Gay marriage opponents are going to lose the fight; the only question is whether they will lose it in a way that is quick and painless or long and ugly. If Anthony Kennedy or John Roberts vote to strike down all the state bans on gay marriage, Republicans will be furious with them, but the justices will in fact have done the party a huge favor.
The hard ceiling on a generic social conservative in a GOP primary is 40%. Hard ceiling on a Paul-style libertarian probably 10-15%.The problem is: that base is still a sizable chunk of that primary vote, and they're not going to let go any more than the conclave was going to pick a pro-marriage equality pope. (At least he's talking to his former foes.)

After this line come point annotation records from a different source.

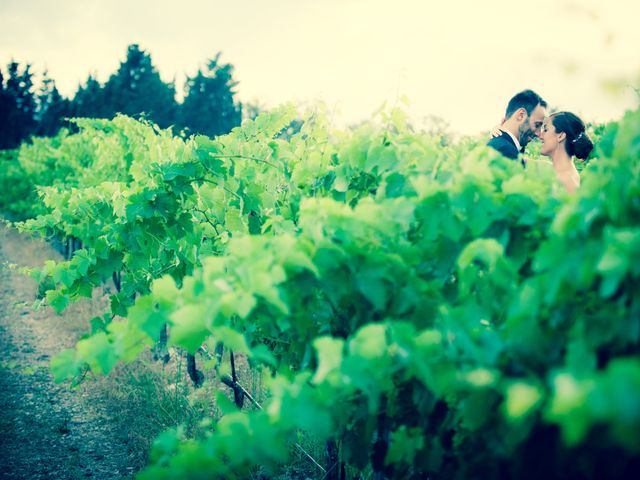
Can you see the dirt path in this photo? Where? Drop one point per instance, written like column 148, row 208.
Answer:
column 48, row 431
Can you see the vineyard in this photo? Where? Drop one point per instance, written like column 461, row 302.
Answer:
column 419, row 308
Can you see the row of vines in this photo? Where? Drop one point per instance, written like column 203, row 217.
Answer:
column 428, row 310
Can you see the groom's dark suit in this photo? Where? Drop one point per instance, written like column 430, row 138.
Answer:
column 504, row 144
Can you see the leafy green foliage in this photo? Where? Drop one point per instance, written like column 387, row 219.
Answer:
column 436, row 309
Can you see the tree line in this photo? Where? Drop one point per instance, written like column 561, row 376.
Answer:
column 209, row 106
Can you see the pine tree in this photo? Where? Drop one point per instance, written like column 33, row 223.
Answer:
column 52, row 108
column 209, row 106
column 17, row 120
column 89, row 100
column 136, row 88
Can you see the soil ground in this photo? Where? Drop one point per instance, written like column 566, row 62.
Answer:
column 49, row 430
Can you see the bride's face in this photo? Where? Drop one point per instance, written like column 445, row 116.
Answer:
column 549, row 138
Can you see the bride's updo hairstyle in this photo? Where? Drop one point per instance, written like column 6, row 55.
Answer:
column 578, row 142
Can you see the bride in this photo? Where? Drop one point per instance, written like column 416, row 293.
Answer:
column 563, row 136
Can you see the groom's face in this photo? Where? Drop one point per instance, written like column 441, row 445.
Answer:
column 531, row 127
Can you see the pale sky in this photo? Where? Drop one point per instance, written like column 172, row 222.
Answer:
column 460, row 60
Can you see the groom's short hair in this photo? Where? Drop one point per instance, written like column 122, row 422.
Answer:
column 527, row 99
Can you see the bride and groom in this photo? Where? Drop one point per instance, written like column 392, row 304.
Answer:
column 562, row 135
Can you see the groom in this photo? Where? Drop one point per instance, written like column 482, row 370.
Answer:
column 523, row 121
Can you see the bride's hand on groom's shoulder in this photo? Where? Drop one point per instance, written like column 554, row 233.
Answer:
column 496, row 131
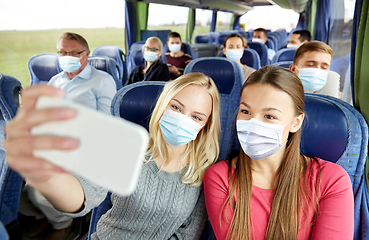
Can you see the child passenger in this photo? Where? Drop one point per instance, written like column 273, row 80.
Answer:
column 168, row 202
column 176, row 59
column 270, row 190
column 153, row 70
column 234, row 46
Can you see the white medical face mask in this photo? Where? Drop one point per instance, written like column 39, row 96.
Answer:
column 259, row 140
column 150, row 56
column 293, row 46
column 313, row 79
column 234, row 54
column 174, row 47
column 257, row 40
column 69, row 63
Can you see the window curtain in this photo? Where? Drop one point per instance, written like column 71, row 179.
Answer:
column 190, row 24
column 323, row 13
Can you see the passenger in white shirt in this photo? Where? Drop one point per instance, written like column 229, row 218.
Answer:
column 298, row 38
column 311, row 63
column 261, row 36
column 83, row 84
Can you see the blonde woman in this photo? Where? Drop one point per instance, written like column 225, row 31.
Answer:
column 168, row 202
column 270, row 190
column 152, row 70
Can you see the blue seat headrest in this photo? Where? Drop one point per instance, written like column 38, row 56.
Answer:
column 324, row 131
column 138, row 102
column 220, row 70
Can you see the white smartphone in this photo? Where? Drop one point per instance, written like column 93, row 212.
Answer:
column 111, row 150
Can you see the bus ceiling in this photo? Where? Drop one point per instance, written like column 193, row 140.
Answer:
column 238, row 7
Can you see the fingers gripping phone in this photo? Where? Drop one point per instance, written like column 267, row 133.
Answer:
column 111, row 150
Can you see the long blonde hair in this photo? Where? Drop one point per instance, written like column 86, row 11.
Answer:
column 292, row 194
column 204, row 150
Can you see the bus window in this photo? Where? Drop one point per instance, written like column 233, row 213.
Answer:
column 342, row 13
column 223, row 21
column 26, row 29
column 270, row 17
column 174, row 19
column 203, row 22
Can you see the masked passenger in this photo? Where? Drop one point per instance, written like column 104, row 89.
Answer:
column 269, row 190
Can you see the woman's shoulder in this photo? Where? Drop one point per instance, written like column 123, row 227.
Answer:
column 220, row 168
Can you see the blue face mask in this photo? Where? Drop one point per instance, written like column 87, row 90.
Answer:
column 178, row 129
column 234, row 54
column 150, row 56
column 174, row 47
column 313, row 79
column 69, row 63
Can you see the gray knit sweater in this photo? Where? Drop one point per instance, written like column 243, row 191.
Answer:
column 161, row 208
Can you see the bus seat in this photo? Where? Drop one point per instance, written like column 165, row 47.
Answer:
column 334, row 131
column 10, row 181
column 275, row 39
column 108, row 65
column 285, row 64
column 185, row 47
column 270, row 44
column 214, row 37
column 3, row 233
column 262, row 50
column 117, row 54
column 250, row 57
column 135, row 103
column 221, row 38
column 228, row 76
column 203, row 38
column 285, row 54
column 43, row 67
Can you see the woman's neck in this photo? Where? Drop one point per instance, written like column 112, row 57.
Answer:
column 148, row 65
column 265, row 171
column 176, row 54
column 178, row 159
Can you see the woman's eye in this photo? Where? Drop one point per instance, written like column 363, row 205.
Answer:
column 244, row 111
column 196, row 118
column 269, row 117
column 176, row 108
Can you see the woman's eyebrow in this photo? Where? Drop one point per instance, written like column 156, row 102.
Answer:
column 272, row 109
column 179, row 102
column 182, row 105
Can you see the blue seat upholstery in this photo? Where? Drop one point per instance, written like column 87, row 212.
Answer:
column 283, row 55
column 250, row 57
column 334, row 131
column 43, row 67
column 108, row 65
column 10, row 181
column 262, row 50
column 214, row 37
column 117, row 54
column 203, row 38
column 185, row 47
column 270, row 44
column 285, row 64
column 3, row 233
column 135, row 103
column 228, row 76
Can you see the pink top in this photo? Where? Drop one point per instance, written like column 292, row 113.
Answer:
column 335, row 219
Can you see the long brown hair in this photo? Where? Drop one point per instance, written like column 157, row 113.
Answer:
column 291, row 196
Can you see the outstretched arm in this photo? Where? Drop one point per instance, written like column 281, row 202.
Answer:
column 59, row 187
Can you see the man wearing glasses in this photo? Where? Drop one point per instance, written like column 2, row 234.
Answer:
column 83, row 84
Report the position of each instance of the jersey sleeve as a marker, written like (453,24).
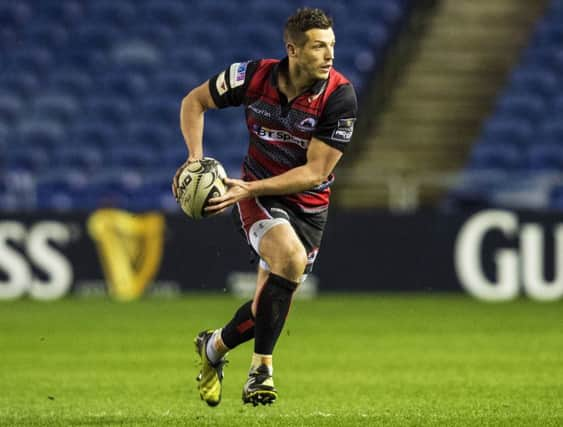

— Patrick Ruffini (@PatrickRuffini) March 16, 2013
Maybe the Republicans need to win by losing, not just at the Supreme Court but at the polls. The Christian conservatives will argue that they've never really nominated one of their own, a Huckabee or a Santorum or, less credibly, a Gary Bauer. I say, let `em. Go ahead and nominate an all-out social conservative in 2016. Talk about no-exceptions abortion bans all you want. Feel free to lose 44 2/3 states. (The 5 1/3: Utah, Mississippi, Alabama, Idaho, Wyoming and the 3rd CD in western Nebraska.)
That'll get these issues off the table once and for all. Hey, if it's the right thing to do, I don't care if it helps Republicans. It'll give them more time to explain their equally foolish economic policies.